Children’s rights during separation

Approximately 65,000 children per year have parents who are separating, and the vast majority adjust well to their new life situation. To assist parents in reaching agreements on decisions regarding the children’s residence and lives after the breakup, it is important for parents to consider the children’s legal rights.

Children have the right to a voice and opinion even if they don’t have the final say

  • Children have a legal right to express their views and feelings and to tell how they feel and how they would like things to be. However, it’s the parents (custodians) who decide and are responsible for ensuring that the children are well cared for after the separation and are given the opportunity to have a good and close relationship with all their parents.
  • As a parent, you have no rights over your children. It’s their best interests that should determine parental decisions, such as where the child should live, where the child should go to school, and how often the child should see parents they don’t live with the most.
  • When parents have joint custody of the children, you should make decisions together on important matters concerning the child. If you cannot agree, the option that is best for the child should be chosen. Always what is best for the child. Never based on the parents’ needs and opinions about what is most fair for the parents. Children’s rights according to the law Parents do not have an unconditional right to their children. It is exactly the opposite.

Their rights are clearly regulated by law

Parents do not have an unconditional right to their children. It’s quite the opposite.

The rights are clearly regulated by law.

The best interests of the child shall be paramount in all decisions regarding who should have custody of the child, where the child should reside, or how often the child should visit the parent they do not reside with. The child’s need for close and good contact with both parents shall weigh heavily in the decisions. Consideration shall be given to the child’s wishes depending on the child’s age and maturity.

Children and Parents Code Chapter 6 §2A

Children who do not live with both parents should have the right to regularly meet with both of them.


“The child has the right to express their opinion in all matters concerning them. When courts and authorities handle cases involving the child, the child should be heard and the child’s interests placed at the forefront. The child’s right to freedom of thought, conscience, and religion shall be respected.


When does the child get to decide for themselves?

There’s a common misconception that when a child turns 12, they get to decide on all matters regarding custody, residence, and visitation. That’s not true. Regardless of age, the child has the right to express their opinion in all matters concerning them, but it’s only when they are mature enough to fully understand the significance of maintaining contact with both parents that they can also make decisions regarding custody, residence, and visitation. This is why it’s common for courts not to consider the child’s wishes in their judgments. Even though the child should always have the opportunity to express their desires, the responsibility for making very important decisions that will significantly impact their lives cannot be placed on a younger child.
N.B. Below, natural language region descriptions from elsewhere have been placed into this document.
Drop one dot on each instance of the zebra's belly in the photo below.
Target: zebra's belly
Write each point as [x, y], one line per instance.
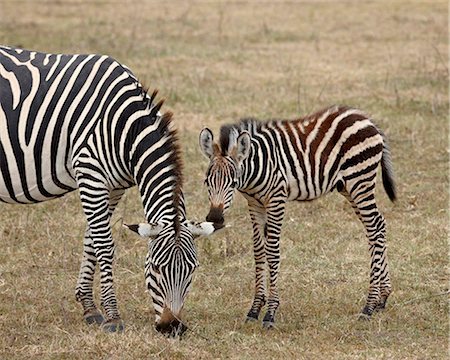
[303, 190]
[24, 184]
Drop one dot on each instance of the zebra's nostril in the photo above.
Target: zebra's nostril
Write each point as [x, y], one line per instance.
[216, 216]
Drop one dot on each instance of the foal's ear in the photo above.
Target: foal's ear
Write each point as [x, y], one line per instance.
[241, 150]
[145, 230]
[206, 142]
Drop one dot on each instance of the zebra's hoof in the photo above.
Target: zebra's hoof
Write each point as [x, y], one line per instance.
[252, 316]
[363, 317]
[268, 321]
[94, 317]
[112, 326]
[268, 325]
[380, 306]
[366, 313]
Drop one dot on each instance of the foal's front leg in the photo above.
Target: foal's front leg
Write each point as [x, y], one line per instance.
[275, 215]
[258, 216]
[84, 291]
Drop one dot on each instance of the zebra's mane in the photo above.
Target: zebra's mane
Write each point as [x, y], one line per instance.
[172, 146]
[233, 130]
[176, 160]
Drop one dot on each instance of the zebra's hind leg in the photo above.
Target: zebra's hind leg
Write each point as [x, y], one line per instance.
[363, 201]
[84, 291]
[258, 216]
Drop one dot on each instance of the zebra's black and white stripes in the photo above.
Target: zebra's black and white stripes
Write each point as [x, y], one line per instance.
[273, 162]
[84, 121]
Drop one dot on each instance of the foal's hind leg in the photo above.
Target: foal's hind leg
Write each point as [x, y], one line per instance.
[363, 202]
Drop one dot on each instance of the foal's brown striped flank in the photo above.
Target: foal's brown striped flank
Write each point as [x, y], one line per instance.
[276, 161]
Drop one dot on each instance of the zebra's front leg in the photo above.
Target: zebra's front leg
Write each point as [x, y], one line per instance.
[84, 289]
[95, 198]
[258, 216]
[275, 215]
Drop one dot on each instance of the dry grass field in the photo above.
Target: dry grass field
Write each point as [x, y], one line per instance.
[216, 62]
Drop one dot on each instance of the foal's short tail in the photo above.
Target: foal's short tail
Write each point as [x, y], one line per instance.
[387, 172]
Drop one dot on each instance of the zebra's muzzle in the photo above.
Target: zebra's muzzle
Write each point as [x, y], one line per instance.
[170, 325]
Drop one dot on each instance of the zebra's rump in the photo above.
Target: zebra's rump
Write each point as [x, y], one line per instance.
[48, 105]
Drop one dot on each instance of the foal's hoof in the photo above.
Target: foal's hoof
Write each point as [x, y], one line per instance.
[252, 316]
[268, 321]
[381, 305]
[364, 317]
[111, 326]
[268, 325]
[94, 317]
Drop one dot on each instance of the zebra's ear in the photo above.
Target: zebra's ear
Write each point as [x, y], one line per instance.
[242, 148]
[145, 230]
[203, 229]
[205, 140]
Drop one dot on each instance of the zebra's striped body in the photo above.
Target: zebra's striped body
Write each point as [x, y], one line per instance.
[273, 162]
[84, 121]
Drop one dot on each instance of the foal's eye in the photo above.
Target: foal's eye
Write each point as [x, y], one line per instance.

Children need encouragement to spend time with both of their parents

It is common that adult children of divorce, who grew up with only one parent, feel that they wished someone had encouraged them when they did not want to spend time with their other parent. Without spending time together, relationships cannot be built, and without relationships, one cannot experience companionship and fellowship with the other parent. Only if one parent is violent, abusive, or suffering from mental illness, it may be necessary to protect a child from that parent. Otherwise, the starting point in Swedish law is that children generally thrive when they regularly meet and spend time with both (or all) of their parents. Swedish law currently recognizes only two legal parents, even though many children today grow up in rainbow families with sometimes three, four, or more parents.

What does the child’s best interest mean according to the law?

There are as many opinions about what’s best for children as there are parents. Many psychological studies have been conducted on children’s best interests. Malin Bergström is one of the researchers in the Elvis project, which has been researching since 2011 how children’s well-being is affected in shared residence.

In Swedish law, a practice has developed through court decisions where various issues concerning the best interests of children have been evaluated. When courts decide on the matter, the fact that children benefit from having a close and good relationship with both parents weighs heaviest. Other factors that play a significant role in the legal assessment can be summarized roughly as follows:

  • The child’s need for a close and good relationship with both parents outweighs if one of the parents is careless, forgetful, or bad at communicating and cooperating. There must be very serious reasons for the courts to consider it better for the child to have only one guardian, not to have contact with or regularly meet both parents.
  • Children thrive on continuity, which is why it’s generally not considered best for them to change anything they have established as safe and familiar. For example, it’s not considered better for the child to move to another location and have to change schools if they have lived in one place for a long time, gone to school, and established a community and security with one parent, friends, or relatives in the area where the child lives.
  • The principle of proximity. It should not be unnecessarily difficult for the child to travel to and from school, friends, or other family members.
  • The parent who best meets the child’s need for both parents is often considered the best guardian and/or residential parent.
  • Parents should cooperate as much as possible on matters concerning the children. If there are serious deficiencies in parenting due to violence, substance abuse, or illness, it is considered in the child’s best interest for the other parent to have sole custody.
  • Having more caring adults is considered safe for the child.
  • If both parents are equally suitable, it’s best for the child for the parent who best meets the child’s need for contact and a close relationship with the other parent to be awarded custody or become the residential parent.